Reporter Leslie Keane has dealt with the undercover disaster in Kecksburg for four years. In December 1965, an unknown object allegedly crashed near a small village in Pennsylvania. Eyewitnesses reported seeing a ball of fire in the evening sky. Some spoke of a supposedly controlled landing of a spaceship-like object. According to local newspapers and radio, the military cordoned off the area, conducted an investigation and left the area without explanation. According to other information, representatives of local authorities visited the UFO landing site prior to the arrival of the military. The body that fell on Keksburg, according to them, was an acorn-shaped object the size of a small runabout. On the case were inscriptions very reminiscent of Egyptian hieroglyphs.

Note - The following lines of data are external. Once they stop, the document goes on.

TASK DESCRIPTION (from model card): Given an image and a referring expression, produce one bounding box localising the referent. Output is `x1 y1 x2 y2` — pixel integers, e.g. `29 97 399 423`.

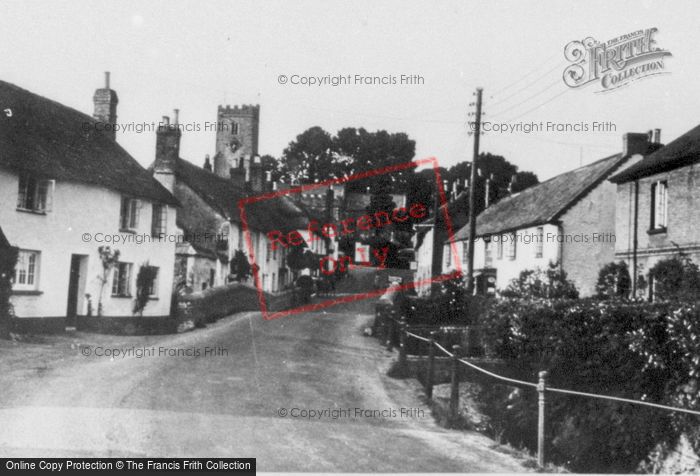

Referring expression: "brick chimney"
248 155 265 193
229 159 246 190
622 131 653 156
153 109 182 192
92 71 119 140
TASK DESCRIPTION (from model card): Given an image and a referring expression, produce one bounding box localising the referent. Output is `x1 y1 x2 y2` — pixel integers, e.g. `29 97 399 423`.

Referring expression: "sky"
0 0 700 179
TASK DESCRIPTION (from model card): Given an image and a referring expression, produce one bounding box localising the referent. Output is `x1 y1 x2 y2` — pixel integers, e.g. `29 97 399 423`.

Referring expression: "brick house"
610 126 700 298
413 191 469 296
0 76 178 331
452 133 659 296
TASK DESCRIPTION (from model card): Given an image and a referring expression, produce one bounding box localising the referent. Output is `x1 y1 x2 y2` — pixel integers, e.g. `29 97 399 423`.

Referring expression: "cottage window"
17 174 56 213
535 226 544 258
216 222 231 255
148 266 160 297
112 262 132 296
651 181 668 230
151 203 168 236
12 250 41 291
119 197 141 231
508 233 517 261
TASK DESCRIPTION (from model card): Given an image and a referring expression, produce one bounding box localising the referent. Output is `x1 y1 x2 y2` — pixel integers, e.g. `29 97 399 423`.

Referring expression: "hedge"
478 299 700 472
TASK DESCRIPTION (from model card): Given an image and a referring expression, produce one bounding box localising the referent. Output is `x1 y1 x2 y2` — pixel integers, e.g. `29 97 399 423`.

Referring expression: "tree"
278 126 335 183
276 126 416 192
649 252 700 301
501 263 578 299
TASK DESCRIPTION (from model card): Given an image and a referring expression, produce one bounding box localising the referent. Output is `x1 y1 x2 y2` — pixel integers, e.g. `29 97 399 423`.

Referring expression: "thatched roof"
168 159 309 232
455 154 627 240
416 190 469 249
0 81 178 205
610 125 700 183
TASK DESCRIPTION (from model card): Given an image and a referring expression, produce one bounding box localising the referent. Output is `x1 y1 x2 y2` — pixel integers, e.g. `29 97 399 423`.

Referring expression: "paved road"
0 284 524 472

Even before the case was considered in court, NASA management presented Leslie Keane with several packs of documents, but they had nothing to do with the case. It was so obvious that Judge Emmett Sullivan had to agree with it. The judge's refusal to discontinue the case led to the fact that NASA still had to search the data more carefully. Working with document inventories, Keane identified 689 pages of data. The trial took place last October, and just last weekend, the journalist received 297 boxes of various data from NASA. “I just got these boxes, and I have no idea what I’ll find in them,” Keene told David Leonard in a telephone conversation. A random sample of the sent boxes gives some idea of what information the documents contain. Randomly pulled data contains, for example, information from NASA and the US Navy on rescue operations - images of the trajectory and orbit, data on Soviet missile launches from 1963 to 1965, data on contacts between the US Department of Defense and NASA, as well as information on debris and fragments in Earth's orbit. “Even if all this data does not contain the disclosure of the Kecksburg mystery, then we have the opportunity to get an idea of some aspects of NASA's work to find and identify objects,” said Keene.“Even if all this data does not contain the disclosure of the Kecksburg mystery, then we have the opportunity to get an idea of some aspects of NASA's work to find and identify objects,” said Keen.“Even if all this data does not contain the disclosure of the Kecksburg mystery, then we have the opportunity to get an idea of some aspects of NASA's work to find and identify objects,” said Keene.